• No results found

Onderstaande vragenlijst dient door de codeur te worden ingevuld. Lees eerst het gehele nieuwsartikel door alvorens de vragen te beantwoorden. Dit is belangrijk om zo de context van een zin vast te kunnen stellen. Wanneer er onduidelijkheid is over de vraag of de antwoordcategorieën is het verstandig contact op te nemen met de andere codeurs om zo systematische fouten te voorkomen.
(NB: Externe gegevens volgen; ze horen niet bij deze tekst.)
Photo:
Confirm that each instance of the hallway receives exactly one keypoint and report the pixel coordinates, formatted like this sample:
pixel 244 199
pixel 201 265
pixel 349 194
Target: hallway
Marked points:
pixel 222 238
Zowel de registratie-eenheid als de context-eenheid is het hele nieuwsartikel. Aanwezigheid van een frame kan slechts nauwkeurig worden vastgesteld wanneer het hele artikel wordt gelezen en beoordeeld

“To frame is to select some aspects of a perceived reality and make them more salient in a communicating text, in such a way as to promote a particular problem definition, causal interpretation, moral evaluation, and/or treatment recommendation for the item described.”

(Entman, 1993, p. 52)

Algemene variabelen

Q1: Artikelnummer

_______

Artikelnummer toegekend op basis van chronologie Lexis Nexis

Q2: De kop van het artikel

_______

Wanneer het artikel een titel en ondertitel heeft, geef dan de titel; ondertitel aan.

Q3: Relevantie nieuwsbericht

Is het artikel relevant voor één van de onderzoeken?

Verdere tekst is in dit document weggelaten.